Hi everyone
I ran across a strange behavior while using the library kotlinx.atomicfu and I wanted to check if it is a wanted behaviour before filling an issue on github.
Consider the following code
MyClass{
init{
println("constructor called")
}
}
main(){
val atomic : AtomicRef<MyClass?> = atomic(null)
atomic.compareAndSet(null,MyClass())
atomic.compareAndSet(null,MyClass())
}
If we execute that code the output will be
constructor called
constructor called
I was quite surprised when I discover that behavior. I tested it on Kotlin/Native and Kotlin/JVM with the latest version of atomicfu.
The documentation state that the statements passed to atomicfu methods must be simple, is calling a constructor considered a complex statement? Is there a way to atomically set the variable while calling the constructor once using only atomicfu?
Thank you for your help
Yes, this is expected behavior. The reason for this is simple.
Let’s say we have this simple code
class MyClass
fun getMyClass() = MyClass() // probably much more complicated
fun foo(a: MyClass, b: MyClass) = ... // do something
foo(getMyClass(), MyClass())
If you take a closer look at what happens when you call foo
, it’s this
val temp1 = getMyClass()
val temp2 = MyClass()
foo(temp1, temp2)
As you see, you always first compute all arguments and only then call the function. That’s why the constructor is called in both cases in your example. However you will see that atomic will only be changed the first time.

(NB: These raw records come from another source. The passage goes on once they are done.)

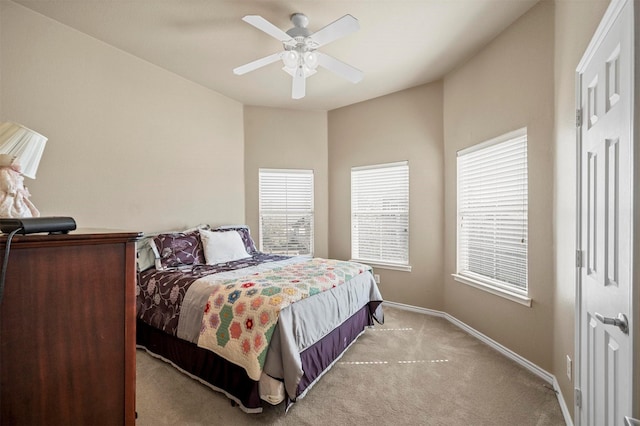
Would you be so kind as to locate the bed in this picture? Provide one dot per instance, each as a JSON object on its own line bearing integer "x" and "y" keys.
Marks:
{"x": 255, "y": 326}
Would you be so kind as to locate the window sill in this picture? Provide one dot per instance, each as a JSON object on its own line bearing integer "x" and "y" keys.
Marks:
{"x": 405, "y": 268}
{"x": 514, "y": 297}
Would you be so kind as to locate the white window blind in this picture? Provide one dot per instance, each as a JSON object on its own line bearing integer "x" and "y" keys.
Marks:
{"x": 492, "y": 212}
{"x": 286, "y": 211}
{"x": 380, "y": 214}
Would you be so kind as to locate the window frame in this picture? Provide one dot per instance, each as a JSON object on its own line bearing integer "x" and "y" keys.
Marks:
{"x": 495, "y": 286}
{"x": 262, "y": 173}
{"x": 381, "y": 261}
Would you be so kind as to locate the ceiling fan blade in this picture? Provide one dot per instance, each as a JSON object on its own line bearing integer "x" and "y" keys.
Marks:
{"x": 335, "y": 30}
{"x": 299, "y": 82}
{"x": 243, "y": 69}
{"x": 263, "y": 25}
{"x": 348, "y": 72}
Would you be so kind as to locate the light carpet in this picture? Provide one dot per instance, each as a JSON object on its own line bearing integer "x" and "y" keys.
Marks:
{"x": 415, "y": 369}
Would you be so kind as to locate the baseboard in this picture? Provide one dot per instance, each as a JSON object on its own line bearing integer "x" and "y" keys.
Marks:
{"x": 540, "y": 372}
{"x": 563, "y": 406}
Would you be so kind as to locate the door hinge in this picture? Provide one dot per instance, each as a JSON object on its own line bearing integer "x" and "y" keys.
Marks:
{"x": 579, "y": 117}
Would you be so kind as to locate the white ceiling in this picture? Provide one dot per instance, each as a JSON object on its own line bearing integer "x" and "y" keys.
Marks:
{"x": 400, "y": 44}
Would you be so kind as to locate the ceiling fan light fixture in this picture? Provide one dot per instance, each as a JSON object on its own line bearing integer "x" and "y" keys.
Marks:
{"x": 300, "y": 57}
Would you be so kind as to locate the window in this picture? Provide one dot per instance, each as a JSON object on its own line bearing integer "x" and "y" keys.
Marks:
{"x": 286, "y": 211}
{"x": 380, "y": 215}
{"x": 492, "y": 215}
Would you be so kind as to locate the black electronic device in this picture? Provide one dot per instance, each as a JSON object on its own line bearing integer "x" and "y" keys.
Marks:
{"x": 32, "y": 225}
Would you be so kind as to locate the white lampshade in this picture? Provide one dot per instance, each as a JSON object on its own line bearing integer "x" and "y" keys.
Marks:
{"x": 24, "y": 144}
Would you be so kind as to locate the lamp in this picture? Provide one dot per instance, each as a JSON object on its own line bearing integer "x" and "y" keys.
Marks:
{"x": 20, "y": 153}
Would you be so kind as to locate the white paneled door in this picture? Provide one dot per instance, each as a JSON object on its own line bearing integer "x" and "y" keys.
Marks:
{"x": 605, "y": 360}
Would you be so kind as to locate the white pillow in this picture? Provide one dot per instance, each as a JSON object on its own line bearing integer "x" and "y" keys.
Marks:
{"x": 222, "y": 247}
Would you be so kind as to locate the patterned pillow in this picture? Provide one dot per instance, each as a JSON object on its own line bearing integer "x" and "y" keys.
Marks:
{"x": 245, "y": 234}
{"x": 178, "y": 249}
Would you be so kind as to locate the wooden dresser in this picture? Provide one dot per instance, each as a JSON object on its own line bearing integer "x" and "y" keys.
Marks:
{"x": 67, "y": 329}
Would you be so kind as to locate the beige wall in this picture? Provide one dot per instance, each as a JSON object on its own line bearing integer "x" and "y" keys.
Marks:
{"x": 506, "y": 86}
{"x": 403, "y": 126}
{"x": 575, "y": 23}
{"x": 130, "y": 145}
{"x": 287, "y": 139}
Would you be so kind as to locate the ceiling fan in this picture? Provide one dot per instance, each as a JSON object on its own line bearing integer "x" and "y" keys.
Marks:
{"x": 300, "y": 55}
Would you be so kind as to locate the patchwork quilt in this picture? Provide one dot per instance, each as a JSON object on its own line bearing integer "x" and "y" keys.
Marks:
{"x": 241, "y": 314}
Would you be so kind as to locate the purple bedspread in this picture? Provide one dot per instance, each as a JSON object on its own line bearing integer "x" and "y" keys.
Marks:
{"x": 159, "y": 294}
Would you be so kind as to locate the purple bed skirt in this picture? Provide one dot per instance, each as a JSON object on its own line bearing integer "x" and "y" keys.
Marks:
{"x": 232, "y": 379}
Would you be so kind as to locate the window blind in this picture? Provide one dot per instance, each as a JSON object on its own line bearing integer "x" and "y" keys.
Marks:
{"x": 493, "y": 211}
{"x": 380, "y": 213}
{"x": 286, "y": 211}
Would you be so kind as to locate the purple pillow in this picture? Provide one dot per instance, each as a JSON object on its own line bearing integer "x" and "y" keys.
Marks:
{"x": 178, "y": 249}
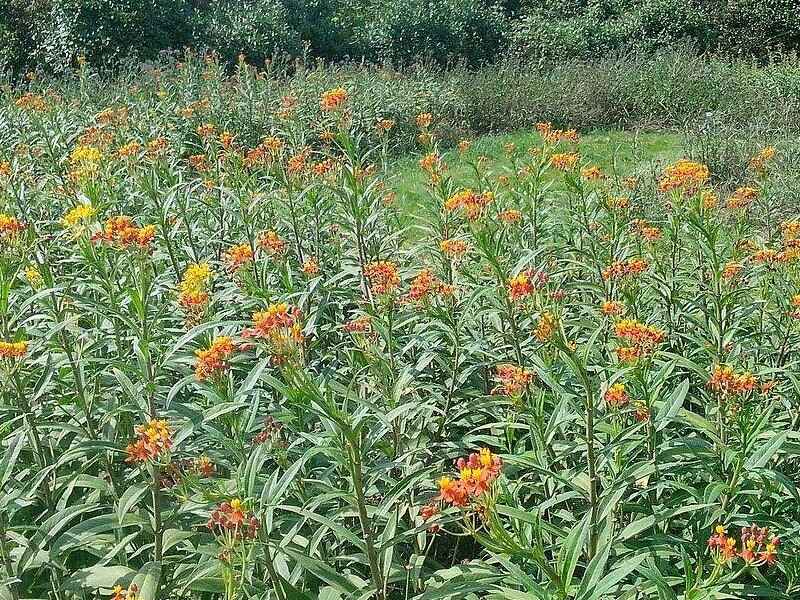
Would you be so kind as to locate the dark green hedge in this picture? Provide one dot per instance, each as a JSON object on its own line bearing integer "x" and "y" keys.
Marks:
{"x": 50, "y": 34}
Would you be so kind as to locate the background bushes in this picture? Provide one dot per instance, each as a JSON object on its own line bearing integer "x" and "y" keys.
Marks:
{"x": 50, "y": 34}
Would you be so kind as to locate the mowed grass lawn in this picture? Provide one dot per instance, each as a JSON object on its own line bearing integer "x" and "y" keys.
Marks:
{"x": 618, "y": 152}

You can check this easy enough with something like this
class MyClass(val i: Int) {
init {
println("constructor called with $i")
}
}
fun main() {
val atomic = atomic(null)
atomic.compareAndSet(null, MyClass(0))
atomic.compareAndSet(null, MyClass(1))
println(atomic.value.i)
}
The output should look like this
constructor called with 0
constructor called with 1
0
1 Like
that moment when your problem is basic programming 101. Thank you very much I think I have been staring at my code for way too long!